Gas-based enhanced oil recovery (EOR) processes rely on the injection of gases such as carbon dioxide, nitrogen, and natural gas into heavy oil reservoirs to reduce inherent oil viscosity. Although these processes are very promising, they face the problem of limited and costly gas supply.
This study investigates the conditions, specifically temperature variation, under which freely available air at low temperatures, low pressures, and non-reactive environments for heavy oil recovery. To that end, preliminary experiments are carried out to demonstrate the possibility of beneficial effects of air temperature variation with time. Furthermore, this research aims to utilize the theory of optimal control to determine optimal air temperature versus time function to maximize the heavy oil recovery. For this purpose, the conditions necessary for optimal control are derived and utilized in a computational algorithm.
The preliminary experiments are executed by injecting air into a lab-scale heavy oil reservoir at different pressures (0.169-0.514 MPa absolute) and temperatures in the range of 25-90oC. Reservoirs of four different permeabilities (40-427 Darcy) are used in experiments. When air is injected with a periodic temperature variation between 90oC and 75oC that has an average of 78oC, the recovery is increased from 58.2% to 69.1% of the original-oil-in-place (OOIP) in comparison to that using constant temperature air injection at the maximum temperature of 90oC. That is a considerable improvement of oil recovery by 18.6%.

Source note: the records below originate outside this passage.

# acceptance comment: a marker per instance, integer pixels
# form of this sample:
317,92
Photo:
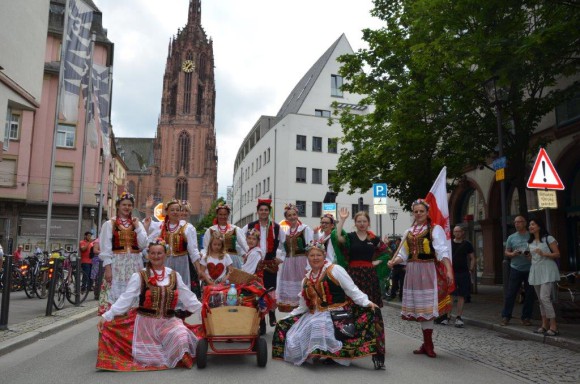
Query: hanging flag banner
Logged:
544,175
76,49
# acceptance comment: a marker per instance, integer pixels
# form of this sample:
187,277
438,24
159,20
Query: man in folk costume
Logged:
269,243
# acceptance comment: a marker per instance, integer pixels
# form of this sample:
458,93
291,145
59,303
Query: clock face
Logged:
187,66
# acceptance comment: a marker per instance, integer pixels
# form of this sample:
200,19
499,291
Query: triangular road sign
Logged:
544,175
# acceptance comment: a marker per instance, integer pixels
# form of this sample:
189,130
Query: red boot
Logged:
428,343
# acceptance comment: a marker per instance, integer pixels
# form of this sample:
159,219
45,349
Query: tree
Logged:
423,72
207,220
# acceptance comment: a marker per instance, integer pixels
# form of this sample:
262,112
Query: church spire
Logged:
194,16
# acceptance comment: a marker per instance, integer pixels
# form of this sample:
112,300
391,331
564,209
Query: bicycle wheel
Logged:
59,292
71,291
42,281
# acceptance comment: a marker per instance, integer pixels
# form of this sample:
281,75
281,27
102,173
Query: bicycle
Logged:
66,280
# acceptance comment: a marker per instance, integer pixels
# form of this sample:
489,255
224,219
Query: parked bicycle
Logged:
66,280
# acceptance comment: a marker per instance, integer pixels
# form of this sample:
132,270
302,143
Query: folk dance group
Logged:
324,278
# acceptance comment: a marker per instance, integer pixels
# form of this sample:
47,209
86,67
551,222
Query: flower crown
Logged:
253,232
125,196
422,202
315,244
171,202
159,241
223,206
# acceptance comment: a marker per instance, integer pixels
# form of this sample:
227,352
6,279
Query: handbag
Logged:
344,327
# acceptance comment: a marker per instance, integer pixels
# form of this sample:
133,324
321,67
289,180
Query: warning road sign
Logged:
544,175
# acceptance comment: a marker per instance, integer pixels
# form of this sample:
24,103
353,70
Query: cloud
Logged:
261,48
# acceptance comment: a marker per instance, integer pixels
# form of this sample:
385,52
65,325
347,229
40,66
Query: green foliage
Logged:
424,72
207,220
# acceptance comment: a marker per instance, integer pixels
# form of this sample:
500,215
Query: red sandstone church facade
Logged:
181,161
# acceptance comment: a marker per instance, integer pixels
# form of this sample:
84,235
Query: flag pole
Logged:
83,161
55,131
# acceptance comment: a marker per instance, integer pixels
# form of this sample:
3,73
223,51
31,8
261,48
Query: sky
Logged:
262,48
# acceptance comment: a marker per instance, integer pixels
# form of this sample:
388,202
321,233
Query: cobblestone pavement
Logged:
526,360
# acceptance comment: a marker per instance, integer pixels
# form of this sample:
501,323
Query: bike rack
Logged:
6,293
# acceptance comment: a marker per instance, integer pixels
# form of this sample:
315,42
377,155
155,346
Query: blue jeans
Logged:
514,283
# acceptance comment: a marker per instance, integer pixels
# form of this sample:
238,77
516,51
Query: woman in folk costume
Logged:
322,234
234,237
270,245
181,238
309,332
121,240
423,245
150,338
295,237
254,254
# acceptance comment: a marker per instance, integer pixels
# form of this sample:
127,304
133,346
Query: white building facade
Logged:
291,157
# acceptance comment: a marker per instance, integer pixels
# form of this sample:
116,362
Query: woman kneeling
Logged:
309,332
150,337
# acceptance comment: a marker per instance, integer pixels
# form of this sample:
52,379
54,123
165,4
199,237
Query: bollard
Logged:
6,292
54,267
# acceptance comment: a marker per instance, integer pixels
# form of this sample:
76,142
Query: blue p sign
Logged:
380,190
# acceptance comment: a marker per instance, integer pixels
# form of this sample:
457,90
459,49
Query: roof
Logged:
136,152
294,101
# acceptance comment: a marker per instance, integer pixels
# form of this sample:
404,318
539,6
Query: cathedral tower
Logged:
185,154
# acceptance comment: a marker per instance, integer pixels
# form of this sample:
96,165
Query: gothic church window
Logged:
183,146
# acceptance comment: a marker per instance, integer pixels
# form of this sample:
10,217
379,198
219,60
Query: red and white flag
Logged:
438,206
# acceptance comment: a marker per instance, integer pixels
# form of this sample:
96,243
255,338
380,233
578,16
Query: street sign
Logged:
499,163
380,190
329,208
547,199
380,209
544,175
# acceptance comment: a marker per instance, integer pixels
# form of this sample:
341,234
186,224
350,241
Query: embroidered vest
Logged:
325,294
420,246
295,244
124,239
157,301
176,240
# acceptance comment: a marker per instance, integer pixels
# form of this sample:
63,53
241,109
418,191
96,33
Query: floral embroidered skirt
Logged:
138,343
312,335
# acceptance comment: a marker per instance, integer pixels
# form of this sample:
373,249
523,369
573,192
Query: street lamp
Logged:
393,215
494,97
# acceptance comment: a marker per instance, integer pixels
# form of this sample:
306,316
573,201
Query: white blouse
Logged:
439,242
127,298
106,240
190,234
339,273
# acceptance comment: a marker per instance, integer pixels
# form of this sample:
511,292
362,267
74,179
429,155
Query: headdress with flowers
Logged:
125,196
159,241
422,202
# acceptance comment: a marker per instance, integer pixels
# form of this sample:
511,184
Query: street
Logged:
471,355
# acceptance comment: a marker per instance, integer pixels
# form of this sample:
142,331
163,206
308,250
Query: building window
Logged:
181,188
65,136
301,206
183,145
317,144
301,142
7,172
333,145
568,111
300,175
316,176
335,85
63,177
321,113
316,209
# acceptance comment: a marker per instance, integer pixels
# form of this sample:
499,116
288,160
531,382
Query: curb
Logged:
557,341
44,331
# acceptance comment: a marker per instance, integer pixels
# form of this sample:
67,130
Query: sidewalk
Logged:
485,311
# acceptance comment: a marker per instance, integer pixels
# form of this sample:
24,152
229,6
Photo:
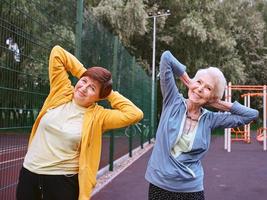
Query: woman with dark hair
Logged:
183,137
65,142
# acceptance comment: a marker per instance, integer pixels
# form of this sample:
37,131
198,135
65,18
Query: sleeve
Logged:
123,112
239,115
60,63
169,66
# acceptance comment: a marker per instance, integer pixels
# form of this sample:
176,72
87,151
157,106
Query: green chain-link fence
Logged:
28,31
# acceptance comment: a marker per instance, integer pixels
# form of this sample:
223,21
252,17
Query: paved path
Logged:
239,175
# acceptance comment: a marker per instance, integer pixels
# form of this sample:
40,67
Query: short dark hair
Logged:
103,76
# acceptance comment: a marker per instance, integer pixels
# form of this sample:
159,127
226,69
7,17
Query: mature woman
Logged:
183,137
65,142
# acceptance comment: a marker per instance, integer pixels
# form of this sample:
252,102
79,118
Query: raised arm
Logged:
170,67
237,115
123,112
60,63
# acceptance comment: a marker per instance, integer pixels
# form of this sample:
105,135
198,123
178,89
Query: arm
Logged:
123,112
238,115
170,66
61,62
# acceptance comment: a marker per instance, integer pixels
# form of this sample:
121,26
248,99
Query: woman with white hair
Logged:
183,136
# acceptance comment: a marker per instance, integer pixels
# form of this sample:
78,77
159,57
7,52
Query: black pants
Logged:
156,193
33,186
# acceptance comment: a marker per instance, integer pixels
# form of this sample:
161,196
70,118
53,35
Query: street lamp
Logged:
153,99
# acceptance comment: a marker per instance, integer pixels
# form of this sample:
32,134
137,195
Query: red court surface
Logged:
239,175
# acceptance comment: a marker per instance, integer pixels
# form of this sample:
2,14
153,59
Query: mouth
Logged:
81,93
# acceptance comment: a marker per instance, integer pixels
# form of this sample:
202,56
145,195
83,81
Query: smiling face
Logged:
202,89
86,91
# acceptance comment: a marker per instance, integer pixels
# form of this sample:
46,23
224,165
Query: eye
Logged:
92,88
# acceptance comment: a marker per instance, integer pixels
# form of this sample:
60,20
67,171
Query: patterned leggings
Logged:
156,193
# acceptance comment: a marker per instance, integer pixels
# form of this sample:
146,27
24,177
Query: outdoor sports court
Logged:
239,175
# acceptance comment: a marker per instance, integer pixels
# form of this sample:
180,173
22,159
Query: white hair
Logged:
220,81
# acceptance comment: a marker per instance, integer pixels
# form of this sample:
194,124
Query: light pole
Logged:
153,99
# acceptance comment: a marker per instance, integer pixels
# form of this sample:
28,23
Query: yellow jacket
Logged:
97,119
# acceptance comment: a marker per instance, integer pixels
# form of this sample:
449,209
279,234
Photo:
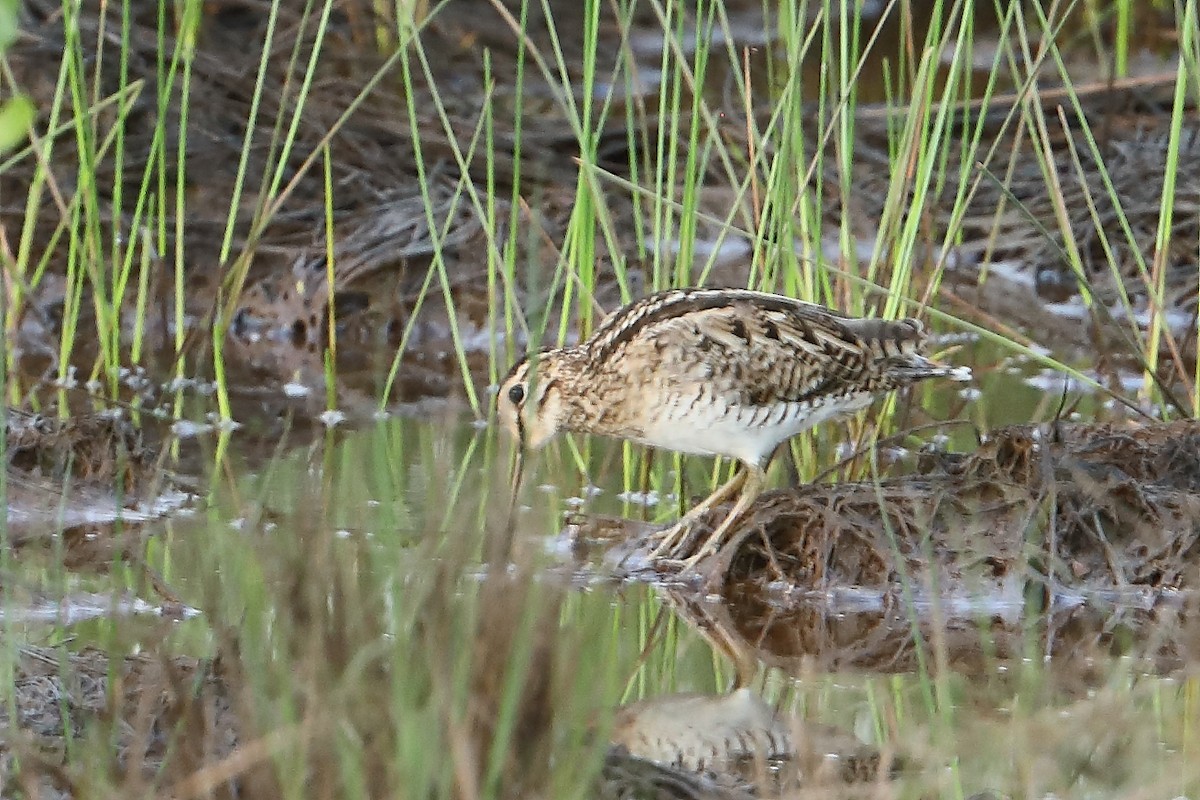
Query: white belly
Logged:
747,433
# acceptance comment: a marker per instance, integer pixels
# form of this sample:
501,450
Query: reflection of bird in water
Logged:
714,372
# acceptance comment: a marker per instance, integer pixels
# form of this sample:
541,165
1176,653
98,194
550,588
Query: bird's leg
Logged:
675,535
755,480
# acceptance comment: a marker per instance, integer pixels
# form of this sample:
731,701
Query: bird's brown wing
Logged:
757,356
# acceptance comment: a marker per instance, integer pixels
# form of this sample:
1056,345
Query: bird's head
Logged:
529,403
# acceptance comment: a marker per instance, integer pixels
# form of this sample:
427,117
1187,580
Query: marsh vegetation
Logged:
264,260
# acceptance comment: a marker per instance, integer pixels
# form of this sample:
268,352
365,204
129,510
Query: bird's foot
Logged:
672,541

Furthermore, utilizing optimal control the optimal interfacial temperature versus time (control policy) is determined between 90oC and 82oC, which registers 20.66% increase in the oil recovery in comparison to that at the constant temperature of 90oC. The accuracy of optimal control is experimentally validated. The results show that the average relative difference between the predicted heavy oil recovery and the experimental value is a low value of 1.82%.